L'édito de Thibaut Vaillancourt - Un monde sur le fil – après Fassbinder

Le 21 août 2024

On peine parfois à se souvenir – devant les étalages rances et insouciants d’hédonisme bourgeois, reflétant dans ses sélections les partages coloniaux, sexistes et classistes du globe tout en jouissant du frisson facile de la révolte ostentatoire – qu’à la fin des années 1930, le Festival de Cannes se présentait comme anti-fasciste, réaction dudit «monde libre» aux outrages d’une Mostra de Venise inaugurée en 1938 par Joseph Goebbels. À la fin des années 1930 encore, c’est Walter Benjamin qui réfléchissant au cinéma pose un partage entre esthétisation de la politique, et politisation de l’art. Tout, alors et maintenant, est esthétique et politique. Capter l’attention, s’offrir un storytelling et une légitimité, produire et imiter des comportements, c’est dans le conflit des interprétations, des affects et des raisons, que ça se passe.
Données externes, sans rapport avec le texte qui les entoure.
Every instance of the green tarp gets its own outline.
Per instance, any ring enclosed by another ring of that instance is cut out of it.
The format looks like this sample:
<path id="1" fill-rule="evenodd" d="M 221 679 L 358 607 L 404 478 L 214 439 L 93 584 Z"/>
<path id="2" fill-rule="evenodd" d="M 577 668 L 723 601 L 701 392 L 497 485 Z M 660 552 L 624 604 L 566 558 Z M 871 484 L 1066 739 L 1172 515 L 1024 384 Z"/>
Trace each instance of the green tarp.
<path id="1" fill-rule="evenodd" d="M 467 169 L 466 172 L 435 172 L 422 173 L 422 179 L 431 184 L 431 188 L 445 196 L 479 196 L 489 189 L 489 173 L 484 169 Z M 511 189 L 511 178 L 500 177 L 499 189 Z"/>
D’où les nuances souhaitables parmi les biais d’industries culturelles qui, en participant du problème, exploitent la mise en scène de sa résolution et rentabilisent la bonne conscience . Lorsque les frères Taviani nous disent que César doit mourir (2012), ils rejoignent Pacôme Thiellement arguant que l’empire n’a jamais pris fin. Empire qui est aussi celui d’un monde culturel gorgé de conglomérats et d’entre-soi, victoire de la médiocrité spectaculaire et de sa réussite suffisante, persuadée de son talent quand c’est le népotisme qui la meut dans des bals d’inconséquence.

Pour éviter un procès facile et complice, il en irait d’une consommation avertie. Si toute œuvre valable résiste par sa simple existence, à la bêtise et à la lâcheté en premier lieu, gageons que le courage de proposer des alternatives aux récits dominants les plus crasses, vaut de nombreuses prétentions finalement égotiques. Il y a de fait un luxe et un privilège à avoir l’espace et le temps de penser. Et ce confort, comme tout nous le montre, soit nourrit le monde par sa propre remise en question, soit l’exploite et en accentue les affres dans de vaines, veules et creuses tentatives d’auto-légitimation. Il y a plus grand plaisir que celui de la critique consommée ou consommable si distrayante soit-elle – c’est celui d’être à la hauteur d’une affection. Être capable de recevoir ce que nous montre Sylvain George dans sa trilogie présentée depuis 2022 à Locarno, Nuit obscure, compte comme de savoir mourir avec Mona (Sandrine Bonnaire) dans Sans toi ni loi (1985) d’Agnès Varda, ou renaître avec Orlando, de Virginia Woolf à Paul B. Preciado. Lorsque Nietzsche rêvait de voir flamber les merveilles du Louvre, c’était pour mieux évaluer les sentiments qui les entourent.